"Well, he is," said Jeffrey. "There's nothing you could do to him he'd mind, if it gave him good advertising."
"What does he want to do," asked the colonel, "when he comes out?"
"Get into the game again. Make big money. And if it's necessary, steal it. Not that he wants to bunco. He's had his dose. He's learned it isn't safe. But he'd make some dashing coup; he couldn't help it. Maybe he'd get nabbed."
"What a horrid person!" said Lydia. "How can you have anything to do with him?"
"Why, he's interesting," said Jeffrey, in a way she found brutal. "He's a criminal. He's got outside."
"Outside what?" she persisted.
"Law. And he wouldn't particularly want to get back, except that it pays. But I'm not concerned with what he does when he gets back. I want to show how it seemed to him outside and how he got there. He's more picturesque than I am, or I'd take myself."
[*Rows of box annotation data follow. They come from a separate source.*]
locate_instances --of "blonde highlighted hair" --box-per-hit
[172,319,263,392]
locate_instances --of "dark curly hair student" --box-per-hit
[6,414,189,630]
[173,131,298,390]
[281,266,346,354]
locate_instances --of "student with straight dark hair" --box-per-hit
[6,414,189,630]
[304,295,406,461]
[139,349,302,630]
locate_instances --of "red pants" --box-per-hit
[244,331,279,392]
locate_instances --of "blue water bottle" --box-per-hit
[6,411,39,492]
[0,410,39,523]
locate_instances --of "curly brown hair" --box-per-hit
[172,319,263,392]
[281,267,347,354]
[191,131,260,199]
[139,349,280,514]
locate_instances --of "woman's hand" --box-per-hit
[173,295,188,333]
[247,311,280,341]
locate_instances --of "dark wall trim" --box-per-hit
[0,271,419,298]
Blessed Anne, who had no grasp, she thought, of abstract values, but knew how to make a man able for his work, met the situation quietly.
"You could have the blue chamber, couldn't he, Farvie? and do your writing there."
Lydia flashed her a reproachful glance. She would have scattered his papers and spilled the ink, rather than have him do a deed like that. If he did it, it was not with her good-will. Jeff had drawn his frown the tighter.